Mims’s second point: “Pri­vacy on­line? LOL.” This is true to my experience, though (see above) I can’t assume that the young people I know are representative. But for what it’s worth, almost all of my students understand, in theory anyway, that anything they post online could come back to haunt them some day. I might add that every term I have students who are not on any social media at all, and when I ask them why, they usually cite privacy concerns as their chief reason for abstaining.

3. Face­book is out, In­sta­gram is in.” True, but Facebook has been out for a long time. Most of my students from a decade ago already saw Facebook only as a place to (a) post pictures of themselves for their grandparents and (b) find high-school friends they had lost touch with. Also, while Instagram is definitely big, not all use it in the “self-branding” way Mims assumes is normal.

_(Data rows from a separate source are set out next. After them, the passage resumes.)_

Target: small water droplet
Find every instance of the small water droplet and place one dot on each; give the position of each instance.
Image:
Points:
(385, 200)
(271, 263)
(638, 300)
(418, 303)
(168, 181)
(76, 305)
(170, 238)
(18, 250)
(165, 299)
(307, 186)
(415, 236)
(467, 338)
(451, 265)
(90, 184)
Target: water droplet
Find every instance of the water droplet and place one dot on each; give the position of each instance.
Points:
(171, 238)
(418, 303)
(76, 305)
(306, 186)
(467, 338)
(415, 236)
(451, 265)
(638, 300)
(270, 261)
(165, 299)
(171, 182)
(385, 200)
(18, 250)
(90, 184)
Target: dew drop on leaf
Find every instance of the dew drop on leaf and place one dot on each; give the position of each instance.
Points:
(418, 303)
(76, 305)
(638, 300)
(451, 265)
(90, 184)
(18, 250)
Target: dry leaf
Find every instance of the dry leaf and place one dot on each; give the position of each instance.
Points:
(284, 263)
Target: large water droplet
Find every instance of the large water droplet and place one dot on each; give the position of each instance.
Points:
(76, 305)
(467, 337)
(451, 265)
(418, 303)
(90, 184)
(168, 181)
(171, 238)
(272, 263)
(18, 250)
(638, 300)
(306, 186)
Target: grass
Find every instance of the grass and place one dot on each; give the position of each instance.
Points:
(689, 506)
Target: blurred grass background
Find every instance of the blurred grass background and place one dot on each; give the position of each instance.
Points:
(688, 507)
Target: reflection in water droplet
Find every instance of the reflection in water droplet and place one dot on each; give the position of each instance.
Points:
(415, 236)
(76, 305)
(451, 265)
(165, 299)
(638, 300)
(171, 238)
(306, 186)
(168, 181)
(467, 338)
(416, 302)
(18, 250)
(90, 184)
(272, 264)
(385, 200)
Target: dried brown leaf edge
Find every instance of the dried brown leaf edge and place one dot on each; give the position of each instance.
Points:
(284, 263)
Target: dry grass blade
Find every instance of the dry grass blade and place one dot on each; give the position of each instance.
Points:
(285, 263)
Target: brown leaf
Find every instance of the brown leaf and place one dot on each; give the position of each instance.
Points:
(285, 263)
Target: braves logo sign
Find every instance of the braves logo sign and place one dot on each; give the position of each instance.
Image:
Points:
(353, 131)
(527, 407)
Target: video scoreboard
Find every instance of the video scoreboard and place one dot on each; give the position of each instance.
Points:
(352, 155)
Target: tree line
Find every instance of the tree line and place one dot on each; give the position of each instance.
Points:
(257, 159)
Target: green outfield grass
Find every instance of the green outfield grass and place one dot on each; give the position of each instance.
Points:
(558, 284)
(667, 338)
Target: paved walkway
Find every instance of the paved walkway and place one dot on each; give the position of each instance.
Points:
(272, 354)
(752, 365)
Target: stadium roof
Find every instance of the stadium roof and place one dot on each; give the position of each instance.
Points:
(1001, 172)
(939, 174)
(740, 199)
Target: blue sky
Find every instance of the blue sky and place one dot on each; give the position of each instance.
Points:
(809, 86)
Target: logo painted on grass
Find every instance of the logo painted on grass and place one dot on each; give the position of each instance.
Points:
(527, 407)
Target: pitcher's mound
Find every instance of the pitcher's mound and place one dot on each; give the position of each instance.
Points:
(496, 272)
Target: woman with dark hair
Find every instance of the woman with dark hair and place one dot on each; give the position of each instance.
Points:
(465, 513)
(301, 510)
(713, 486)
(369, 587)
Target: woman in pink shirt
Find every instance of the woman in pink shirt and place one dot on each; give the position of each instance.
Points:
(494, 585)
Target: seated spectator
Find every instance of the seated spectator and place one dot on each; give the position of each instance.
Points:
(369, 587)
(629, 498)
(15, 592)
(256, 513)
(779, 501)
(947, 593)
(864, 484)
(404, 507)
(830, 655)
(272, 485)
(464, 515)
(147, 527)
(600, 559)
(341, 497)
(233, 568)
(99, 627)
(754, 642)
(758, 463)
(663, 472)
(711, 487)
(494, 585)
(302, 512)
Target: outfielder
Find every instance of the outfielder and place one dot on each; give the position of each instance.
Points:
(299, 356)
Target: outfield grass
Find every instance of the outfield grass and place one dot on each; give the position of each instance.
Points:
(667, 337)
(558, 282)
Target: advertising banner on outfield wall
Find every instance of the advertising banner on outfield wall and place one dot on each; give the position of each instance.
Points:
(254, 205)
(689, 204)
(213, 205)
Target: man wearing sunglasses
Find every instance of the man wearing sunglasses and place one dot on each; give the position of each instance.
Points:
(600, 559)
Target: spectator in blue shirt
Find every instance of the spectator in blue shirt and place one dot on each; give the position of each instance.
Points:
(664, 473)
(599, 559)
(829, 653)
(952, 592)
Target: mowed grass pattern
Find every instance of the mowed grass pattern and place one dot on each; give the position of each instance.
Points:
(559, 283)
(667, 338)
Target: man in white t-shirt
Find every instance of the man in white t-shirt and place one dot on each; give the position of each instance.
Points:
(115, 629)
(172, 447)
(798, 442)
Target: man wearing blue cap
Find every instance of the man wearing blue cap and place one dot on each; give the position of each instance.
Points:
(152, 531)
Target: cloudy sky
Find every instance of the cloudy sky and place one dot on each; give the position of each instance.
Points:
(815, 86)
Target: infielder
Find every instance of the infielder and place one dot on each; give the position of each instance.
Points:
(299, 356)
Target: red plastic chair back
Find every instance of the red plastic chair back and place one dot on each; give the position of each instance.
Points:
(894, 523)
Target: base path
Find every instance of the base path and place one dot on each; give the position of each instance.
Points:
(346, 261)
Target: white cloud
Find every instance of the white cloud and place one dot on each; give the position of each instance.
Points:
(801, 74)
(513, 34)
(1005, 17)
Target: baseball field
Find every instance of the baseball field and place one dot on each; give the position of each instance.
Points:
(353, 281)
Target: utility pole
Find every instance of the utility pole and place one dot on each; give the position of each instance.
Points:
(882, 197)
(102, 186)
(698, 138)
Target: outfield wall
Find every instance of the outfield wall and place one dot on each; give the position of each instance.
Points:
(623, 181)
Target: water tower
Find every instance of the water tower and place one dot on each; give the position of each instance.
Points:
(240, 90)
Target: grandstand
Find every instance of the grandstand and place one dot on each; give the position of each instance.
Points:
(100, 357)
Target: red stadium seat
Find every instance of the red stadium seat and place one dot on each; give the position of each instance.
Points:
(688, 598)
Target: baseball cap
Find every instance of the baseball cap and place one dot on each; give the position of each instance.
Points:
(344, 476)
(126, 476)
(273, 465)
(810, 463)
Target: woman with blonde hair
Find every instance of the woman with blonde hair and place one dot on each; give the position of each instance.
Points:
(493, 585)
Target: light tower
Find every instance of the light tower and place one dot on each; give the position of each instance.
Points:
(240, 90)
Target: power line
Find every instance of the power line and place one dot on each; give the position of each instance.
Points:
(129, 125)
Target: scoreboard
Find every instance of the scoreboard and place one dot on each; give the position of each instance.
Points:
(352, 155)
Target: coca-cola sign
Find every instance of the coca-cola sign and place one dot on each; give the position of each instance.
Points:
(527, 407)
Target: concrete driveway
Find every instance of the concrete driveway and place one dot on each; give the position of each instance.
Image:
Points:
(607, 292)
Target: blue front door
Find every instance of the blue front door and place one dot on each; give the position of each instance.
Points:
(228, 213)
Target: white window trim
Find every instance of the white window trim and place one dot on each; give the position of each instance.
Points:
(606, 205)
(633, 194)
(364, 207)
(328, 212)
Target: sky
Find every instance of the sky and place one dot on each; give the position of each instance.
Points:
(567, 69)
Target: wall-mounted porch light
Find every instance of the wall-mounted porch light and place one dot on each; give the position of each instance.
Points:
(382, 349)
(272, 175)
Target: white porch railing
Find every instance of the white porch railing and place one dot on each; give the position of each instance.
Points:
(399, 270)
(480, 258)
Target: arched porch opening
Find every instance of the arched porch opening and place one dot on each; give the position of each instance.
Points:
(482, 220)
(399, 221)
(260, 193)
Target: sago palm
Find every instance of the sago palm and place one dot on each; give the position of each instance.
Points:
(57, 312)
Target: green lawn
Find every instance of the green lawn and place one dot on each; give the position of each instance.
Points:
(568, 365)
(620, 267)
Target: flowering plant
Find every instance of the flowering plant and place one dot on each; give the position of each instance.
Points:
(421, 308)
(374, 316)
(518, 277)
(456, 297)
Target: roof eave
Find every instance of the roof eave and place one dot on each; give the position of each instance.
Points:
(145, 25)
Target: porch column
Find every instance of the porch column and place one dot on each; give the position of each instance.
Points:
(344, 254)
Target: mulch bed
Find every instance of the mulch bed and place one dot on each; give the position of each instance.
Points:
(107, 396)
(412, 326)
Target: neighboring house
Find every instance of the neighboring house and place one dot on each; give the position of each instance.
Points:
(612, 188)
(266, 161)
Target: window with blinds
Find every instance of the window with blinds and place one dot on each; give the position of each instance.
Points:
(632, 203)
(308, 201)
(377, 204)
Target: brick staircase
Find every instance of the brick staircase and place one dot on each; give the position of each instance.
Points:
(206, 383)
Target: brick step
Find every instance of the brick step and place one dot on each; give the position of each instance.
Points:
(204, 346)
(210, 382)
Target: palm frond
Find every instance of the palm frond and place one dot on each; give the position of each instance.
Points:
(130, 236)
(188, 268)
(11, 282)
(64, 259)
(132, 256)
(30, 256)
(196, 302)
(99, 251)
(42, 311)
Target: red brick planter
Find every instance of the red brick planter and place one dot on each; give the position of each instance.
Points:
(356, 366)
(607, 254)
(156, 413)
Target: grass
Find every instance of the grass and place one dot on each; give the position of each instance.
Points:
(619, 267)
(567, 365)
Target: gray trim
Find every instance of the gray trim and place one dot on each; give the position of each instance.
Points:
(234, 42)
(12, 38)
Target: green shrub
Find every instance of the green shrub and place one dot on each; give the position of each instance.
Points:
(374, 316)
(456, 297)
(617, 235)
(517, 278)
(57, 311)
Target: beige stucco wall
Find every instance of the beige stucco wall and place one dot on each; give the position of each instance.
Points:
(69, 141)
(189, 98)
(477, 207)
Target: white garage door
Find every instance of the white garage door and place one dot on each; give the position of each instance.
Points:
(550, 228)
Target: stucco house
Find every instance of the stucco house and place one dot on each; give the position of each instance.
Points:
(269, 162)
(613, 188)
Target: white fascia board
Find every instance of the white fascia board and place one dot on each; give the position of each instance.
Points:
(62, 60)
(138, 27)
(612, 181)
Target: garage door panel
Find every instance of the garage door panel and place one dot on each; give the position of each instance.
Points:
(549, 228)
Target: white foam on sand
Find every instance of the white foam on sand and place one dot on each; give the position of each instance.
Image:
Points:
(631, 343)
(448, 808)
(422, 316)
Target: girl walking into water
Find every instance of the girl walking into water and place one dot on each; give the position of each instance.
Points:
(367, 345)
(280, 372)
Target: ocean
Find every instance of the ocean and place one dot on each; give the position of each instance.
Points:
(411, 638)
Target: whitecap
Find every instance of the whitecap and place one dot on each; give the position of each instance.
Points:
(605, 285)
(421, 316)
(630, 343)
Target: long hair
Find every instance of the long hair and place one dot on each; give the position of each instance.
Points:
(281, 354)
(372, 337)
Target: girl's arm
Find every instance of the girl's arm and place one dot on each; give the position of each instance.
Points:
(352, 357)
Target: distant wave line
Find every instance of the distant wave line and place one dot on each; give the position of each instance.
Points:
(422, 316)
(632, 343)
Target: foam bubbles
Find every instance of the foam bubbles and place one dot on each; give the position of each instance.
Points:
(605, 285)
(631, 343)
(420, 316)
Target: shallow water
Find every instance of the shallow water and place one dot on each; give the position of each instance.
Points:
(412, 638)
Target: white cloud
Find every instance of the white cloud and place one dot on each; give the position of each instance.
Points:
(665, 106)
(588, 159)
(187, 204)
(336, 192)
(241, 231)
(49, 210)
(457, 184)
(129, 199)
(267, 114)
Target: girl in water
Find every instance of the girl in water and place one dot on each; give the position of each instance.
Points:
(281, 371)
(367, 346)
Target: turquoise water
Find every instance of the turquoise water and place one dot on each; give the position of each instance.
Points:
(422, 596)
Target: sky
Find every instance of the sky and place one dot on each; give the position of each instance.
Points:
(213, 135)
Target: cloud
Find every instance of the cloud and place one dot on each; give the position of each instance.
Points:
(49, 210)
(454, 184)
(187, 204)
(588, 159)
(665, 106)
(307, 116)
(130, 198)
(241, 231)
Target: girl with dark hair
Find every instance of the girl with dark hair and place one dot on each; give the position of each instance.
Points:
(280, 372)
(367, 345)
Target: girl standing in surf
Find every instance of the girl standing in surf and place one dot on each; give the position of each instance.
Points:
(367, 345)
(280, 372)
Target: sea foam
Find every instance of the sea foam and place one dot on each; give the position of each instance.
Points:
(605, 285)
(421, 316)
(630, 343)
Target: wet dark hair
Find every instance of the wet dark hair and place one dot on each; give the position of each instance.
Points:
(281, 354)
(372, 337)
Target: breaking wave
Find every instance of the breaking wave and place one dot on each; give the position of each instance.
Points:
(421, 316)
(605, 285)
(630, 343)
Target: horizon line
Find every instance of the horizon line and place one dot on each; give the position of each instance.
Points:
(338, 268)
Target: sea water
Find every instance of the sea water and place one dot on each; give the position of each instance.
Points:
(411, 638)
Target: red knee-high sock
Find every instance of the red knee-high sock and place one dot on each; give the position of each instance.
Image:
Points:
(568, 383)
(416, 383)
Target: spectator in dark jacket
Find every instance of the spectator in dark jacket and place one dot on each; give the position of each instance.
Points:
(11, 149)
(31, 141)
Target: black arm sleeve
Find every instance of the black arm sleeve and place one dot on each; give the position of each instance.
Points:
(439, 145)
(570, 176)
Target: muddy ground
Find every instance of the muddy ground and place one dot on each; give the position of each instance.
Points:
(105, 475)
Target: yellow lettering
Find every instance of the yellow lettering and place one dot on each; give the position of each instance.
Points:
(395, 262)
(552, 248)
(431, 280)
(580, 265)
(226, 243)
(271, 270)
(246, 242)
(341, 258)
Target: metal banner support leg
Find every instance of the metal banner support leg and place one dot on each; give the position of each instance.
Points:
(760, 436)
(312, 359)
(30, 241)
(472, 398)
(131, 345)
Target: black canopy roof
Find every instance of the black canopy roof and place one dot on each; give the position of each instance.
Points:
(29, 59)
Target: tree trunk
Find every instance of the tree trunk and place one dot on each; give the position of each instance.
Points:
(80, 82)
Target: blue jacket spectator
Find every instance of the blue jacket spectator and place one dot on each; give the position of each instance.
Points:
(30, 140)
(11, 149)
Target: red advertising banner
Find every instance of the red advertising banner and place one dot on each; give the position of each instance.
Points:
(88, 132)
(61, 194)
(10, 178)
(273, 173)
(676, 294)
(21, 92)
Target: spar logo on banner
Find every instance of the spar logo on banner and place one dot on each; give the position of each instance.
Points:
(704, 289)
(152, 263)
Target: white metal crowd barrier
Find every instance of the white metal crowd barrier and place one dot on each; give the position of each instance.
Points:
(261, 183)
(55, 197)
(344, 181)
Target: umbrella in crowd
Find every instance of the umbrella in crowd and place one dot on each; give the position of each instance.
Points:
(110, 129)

Many of my students have their Instagram accounts set to private, and I’m pretty sure that’s a trend. (Though it’s not really related to the privacy issues mentioned above, because people know that even their private posts can be screenshotted.)

4. So­cial me­dia is how they stay informed.” Also true, to my long-time frustration — though I am increasingly inclined to think that there’s no real difference between getting your news from social media and getting it from, say, the Washington Post, since so many journalists today take their marching orders from Twitter mobs. A small data point: Baylor buys access to the WSJ for everyone with a baylor.edu email address, but I have only ever met one student who has the WSJ app installed on his phone.

5. Video is im­por­tant, but it isn’t every­thing.” No, video isn’t everything, but it’s hard to overstate the centrality of visual communication (especially edited still images — Snapchat-style even when made outside Snapchat — and emoji) among most of my students.

Mims also quotes in this context a Pew report claiming that the “Post-Millennial” generation is probably going to be the “best-educated ever,” but by “best-educated” Pew means simply having the most years of education. And that is, ahem, not the same thing. But that’s a subject for another day.

6. Gen Z thinks con­cerns about screens are overblown.” Some do, some don’t. The really interesting question is this: Even if we could determine what percentage of them are concerned about overdependence on screens, which would be hard, how will those views change over the next decade? When today’s college students are 30, will they be more or less dependent on their screens, especially their phones?

7. But they’re still sus­cep­ti­ble to tech addic­tion and burnout.” Indeed. Mims quotes a young woman who says, “I def­i­nitely think we all know that we’re ad­dicted to our phones and so­cial me­dia…. But I also think we’ve just come to terms with it, and we think, that’s just what it is to be a per­son now.” I have seen, often, just this helplessness and defeatism, but I have also encountered many students who are not just aware of their condition but determined to do something about it.